Author: Nick Plinio
Case Citation: JWD Automotive, Inc. v. DJM Advisory Group LLC, 317 F.R.D. 587 (M.D. Fla. 2016)
Employee/Personnel/Employer Implicated: Insurance company, Facsimile services company, Custodian of ESI
eLesson Learned: Courts have the power to modify and even craft original protective orders to ensure relevance and proportionality in ESI sought during discovery.
Tweet This: Go-Fish! Courts will be quick to tailor protective orders to ensure relevance, proportionality and combat the “fishing expedition” when parties seek ESI in discovery.
When it comes to ESI, the sheer volume of information “potentially” available to the parties in litigation can be misleading. Put another way, just because someone’s hard drive might contain relevant information, does not mean that the entire hard drive will be discoverable and subject to forensic investigation. In fact, courts have the authority to limit the scope of discovery and issue protective orders to ensure that only relevant and proportional information is turned over, especially when a third party is the one subpoenaed for the information.
This was exactly the case in JWD Automotive, Inc. v. DJM Advisory Group LLC, 317 F.R.D. 587 (M.D. Fla. 2016). In that case, FaxVantage, a third party subpoena recipient, testified that information Plaintiffs sought could be contained on a hard drive it had previously turned over. However, FanVantage also indicated that some of the information on the hard drive was confidential and privileged. Plaintiff then asked the court to enter a protective order regarding computer forensic discovery, which it had previously negotiated with FaxVantage. Specifically, Plaintiff asked that the court develop a process by which Plaintiff’s “non-lawyer computer forensic expert”, would copy the entire hard drive and “examine any Electronic Data that exists or may have been deleted” with regard to several enumerated categories of documents and information. Defendants meanwhile, issued a competing protective order questioning the relevance and proportionality of the ESI to be extracted.
The Court ultimately developed a process by which to extract the data, however, it took issue with Plaintiff’s request for a number of reasons.

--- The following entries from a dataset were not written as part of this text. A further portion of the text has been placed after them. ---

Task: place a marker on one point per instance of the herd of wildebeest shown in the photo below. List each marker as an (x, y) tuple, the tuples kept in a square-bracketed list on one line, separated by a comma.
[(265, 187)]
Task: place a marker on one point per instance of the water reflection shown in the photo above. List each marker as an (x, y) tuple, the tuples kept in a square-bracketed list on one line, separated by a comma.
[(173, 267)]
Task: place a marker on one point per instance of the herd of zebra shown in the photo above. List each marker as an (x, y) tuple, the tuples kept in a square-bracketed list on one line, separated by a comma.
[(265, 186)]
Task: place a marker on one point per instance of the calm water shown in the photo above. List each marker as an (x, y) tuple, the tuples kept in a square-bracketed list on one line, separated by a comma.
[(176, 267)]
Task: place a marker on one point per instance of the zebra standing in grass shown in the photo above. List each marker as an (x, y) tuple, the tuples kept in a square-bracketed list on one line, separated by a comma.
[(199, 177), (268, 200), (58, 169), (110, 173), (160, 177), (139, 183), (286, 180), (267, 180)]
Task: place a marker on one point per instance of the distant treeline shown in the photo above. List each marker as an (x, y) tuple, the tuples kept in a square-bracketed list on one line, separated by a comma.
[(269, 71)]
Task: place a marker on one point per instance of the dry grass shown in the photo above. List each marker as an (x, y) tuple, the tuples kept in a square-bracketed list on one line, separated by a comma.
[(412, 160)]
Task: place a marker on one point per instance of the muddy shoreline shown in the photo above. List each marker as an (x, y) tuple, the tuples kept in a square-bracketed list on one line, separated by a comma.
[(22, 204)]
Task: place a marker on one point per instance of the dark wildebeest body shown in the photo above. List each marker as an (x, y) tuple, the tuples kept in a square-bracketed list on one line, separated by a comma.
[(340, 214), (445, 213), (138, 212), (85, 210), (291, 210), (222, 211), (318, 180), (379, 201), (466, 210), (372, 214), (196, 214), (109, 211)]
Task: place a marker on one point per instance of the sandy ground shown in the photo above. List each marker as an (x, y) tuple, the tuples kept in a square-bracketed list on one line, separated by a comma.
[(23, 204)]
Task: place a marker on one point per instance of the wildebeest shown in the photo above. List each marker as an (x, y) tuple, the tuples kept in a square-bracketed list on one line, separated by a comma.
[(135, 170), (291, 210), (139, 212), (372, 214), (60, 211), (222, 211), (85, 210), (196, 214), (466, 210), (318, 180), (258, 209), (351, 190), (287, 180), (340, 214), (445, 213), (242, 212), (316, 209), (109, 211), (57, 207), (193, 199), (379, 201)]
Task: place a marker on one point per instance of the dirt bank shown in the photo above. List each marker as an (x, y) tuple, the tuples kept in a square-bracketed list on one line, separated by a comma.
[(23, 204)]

In a footnote, the court stated that it had “serious reservations” concerning the process by which Plaintiff’s expert was expected to extract ESI from the hard drive. This was mainly because (1) the expert was a non-lawyer and thus not presumptively competent to make relevance determinations and (2) neither side addressed the specifics of the forensic processes to be utilized.
The court decided to take these considerations into account, along with the Defendant’s relevance and proportionality concerns, when crafting the procedures it outlined. For example, discovery would be limited to certain fax lists provided to Plaintiff by FaxVantage. Additionally, Plaintiff’s expert was to submit all extracted and prepared information to FaxVantage counsel for review. If within 14 days FaxVantage had any objections to the information, it would meet and confer with Plaintiff to attempt to resolve the issues. Further, Plaintiff’s expert could not disclose to any party other than FaxVantage information or data accessed on the hard drive not described by the lists. The expert would also retain the copy of the hard drive and either return or delete the data on FaxVantage’s request.
E-Discovery Takeaway
What’s the takeaway? With E-Discovery playing a major role in modern litigation, courts are becoming more aware of the consequences of the “fishing expedition” and are more apt to address overbroad discovery to prevent abuse. In DJM the court was quick to point out issues with Plaintiff’s proposal, stating that “[t]he potential relevance of the ESI sought is not readily apparent to the Court given the limited role that FaxVantage appears to have played in connection with this case” and that until Plaintiff could demonstrate that the information sought (i.e. the entire hard drive) was relevant, “this Court will not adopt or approve a proposed protective order that is (1) is tantamount to a fishing expedition and (2) is susceptible to abuse and misuse for purposes unrelated to this litigation.”